The principle of doing difficult things more often is found throughout agile development methodologies, an obvious example being test-driven development. Where testing is usually a painful and dull process, typically skipped or skimped, agile makes it a central behaviour, in fact the very first thing you should do when coding is to write up automated tests.
A difficult and painful part of service management is deploying new or updated software, part of what ITIL calls the transition phase. One organisation I know of tries to release updates to their software every 3 months, and each time it's a trial. Deploying the software to the server inevitably turns up surprises, and acceptance testing by users drags on with multiple rounds as updated releases are built to fix problems discovered.

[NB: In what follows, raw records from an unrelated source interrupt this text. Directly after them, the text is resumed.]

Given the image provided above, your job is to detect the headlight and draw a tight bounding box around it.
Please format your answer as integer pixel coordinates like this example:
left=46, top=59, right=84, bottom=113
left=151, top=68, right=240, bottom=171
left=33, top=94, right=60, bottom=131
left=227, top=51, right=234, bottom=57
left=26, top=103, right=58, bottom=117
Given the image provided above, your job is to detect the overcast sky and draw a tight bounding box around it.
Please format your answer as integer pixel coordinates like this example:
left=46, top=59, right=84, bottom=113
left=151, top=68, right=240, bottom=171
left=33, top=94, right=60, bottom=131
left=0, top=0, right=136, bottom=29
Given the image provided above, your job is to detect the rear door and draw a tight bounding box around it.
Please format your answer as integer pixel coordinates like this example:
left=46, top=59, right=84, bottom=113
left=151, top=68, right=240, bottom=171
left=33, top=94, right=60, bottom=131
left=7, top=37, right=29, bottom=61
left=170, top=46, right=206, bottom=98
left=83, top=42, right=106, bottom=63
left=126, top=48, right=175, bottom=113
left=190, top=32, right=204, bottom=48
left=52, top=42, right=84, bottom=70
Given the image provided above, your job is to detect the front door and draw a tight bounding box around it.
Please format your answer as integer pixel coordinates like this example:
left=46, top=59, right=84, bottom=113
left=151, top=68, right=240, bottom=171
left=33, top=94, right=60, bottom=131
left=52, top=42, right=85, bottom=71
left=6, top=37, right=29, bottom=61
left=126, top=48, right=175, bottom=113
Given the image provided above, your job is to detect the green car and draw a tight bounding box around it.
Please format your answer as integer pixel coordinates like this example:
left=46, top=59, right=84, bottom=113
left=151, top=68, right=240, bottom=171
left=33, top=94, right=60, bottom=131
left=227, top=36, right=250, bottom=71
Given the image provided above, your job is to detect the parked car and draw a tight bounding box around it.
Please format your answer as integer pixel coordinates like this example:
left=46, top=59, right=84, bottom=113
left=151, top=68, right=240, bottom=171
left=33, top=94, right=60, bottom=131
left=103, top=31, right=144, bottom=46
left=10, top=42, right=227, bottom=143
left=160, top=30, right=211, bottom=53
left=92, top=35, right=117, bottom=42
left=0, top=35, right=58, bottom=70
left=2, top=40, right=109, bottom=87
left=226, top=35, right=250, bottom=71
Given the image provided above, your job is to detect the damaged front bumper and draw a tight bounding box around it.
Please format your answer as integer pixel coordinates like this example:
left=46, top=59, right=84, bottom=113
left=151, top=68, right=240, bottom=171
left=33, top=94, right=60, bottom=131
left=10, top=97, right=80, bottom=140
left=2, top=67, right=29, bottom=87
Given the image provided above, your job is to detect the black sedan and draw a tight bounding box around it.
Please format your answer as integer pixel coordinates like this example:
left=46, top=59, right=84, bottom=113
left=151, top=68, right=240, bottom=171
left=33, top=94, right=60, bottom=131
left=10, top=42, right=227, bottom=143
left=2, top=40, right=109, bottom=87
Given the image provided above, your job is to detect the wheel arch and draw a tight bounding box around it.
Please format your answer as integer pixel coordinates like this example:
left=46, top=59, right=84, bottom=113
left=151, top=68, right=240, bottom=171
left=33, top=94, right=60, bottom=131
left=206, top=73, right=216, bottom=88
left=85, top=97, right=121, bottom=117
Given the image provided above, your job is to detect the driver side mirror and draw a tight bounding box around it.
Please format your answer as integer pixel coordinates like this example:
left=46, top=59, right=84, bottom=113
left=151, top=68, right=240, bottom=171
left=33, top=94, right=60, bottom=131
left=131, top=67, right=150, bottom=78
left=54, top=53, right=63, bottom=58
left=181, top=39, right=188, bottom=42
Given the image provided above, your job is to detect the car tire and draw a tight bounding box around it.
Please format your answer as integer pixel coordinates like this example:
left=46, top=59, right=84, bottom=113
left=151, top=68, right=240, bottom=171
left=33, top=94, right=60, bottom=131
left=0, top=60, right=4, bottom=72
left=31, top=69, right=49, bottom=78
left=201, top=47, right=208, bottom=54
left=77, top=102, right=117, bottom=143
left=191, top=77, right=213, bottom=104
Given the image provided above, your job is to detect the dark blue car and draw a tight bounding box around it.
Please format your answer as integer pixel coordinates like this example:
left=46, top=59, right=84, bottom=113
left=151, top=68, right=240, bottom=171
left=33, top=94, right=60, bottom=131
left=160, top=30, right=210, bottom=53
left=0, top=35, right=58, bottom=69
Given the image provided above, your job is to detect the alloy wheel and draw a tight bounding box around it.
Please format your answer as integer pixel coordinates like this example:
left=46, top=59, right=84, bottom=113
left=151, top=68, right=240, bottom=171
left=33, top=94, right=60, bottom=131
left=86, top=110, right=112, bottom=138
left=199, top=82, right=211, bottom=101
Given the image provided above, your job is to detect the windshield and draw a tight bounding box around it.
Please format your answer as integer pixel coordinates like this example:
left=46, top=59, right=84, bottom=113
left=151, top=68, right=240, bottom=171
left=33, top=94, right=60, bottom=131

This is in spite of automated nightly and iteration builds, which somehow never bring out the same issues that come out even on staging servers, which use snapshots of current live data sets, and more rigidly mimic the live deployment environment.
The DeployOften pattern suggests that the operations team should deploy each iteration build onto a production-like environment rather than waiting for the nearly-complete release. This will raise cries from the ops people, who don't exactly have light workloads already. But by deploying every two weeks they will get it down to a very quick process, and also turn up deployment problems much sooner in the development cycle, which should raise the developers' awareness of the kinds of things they need to keep in mind to make deployment easier.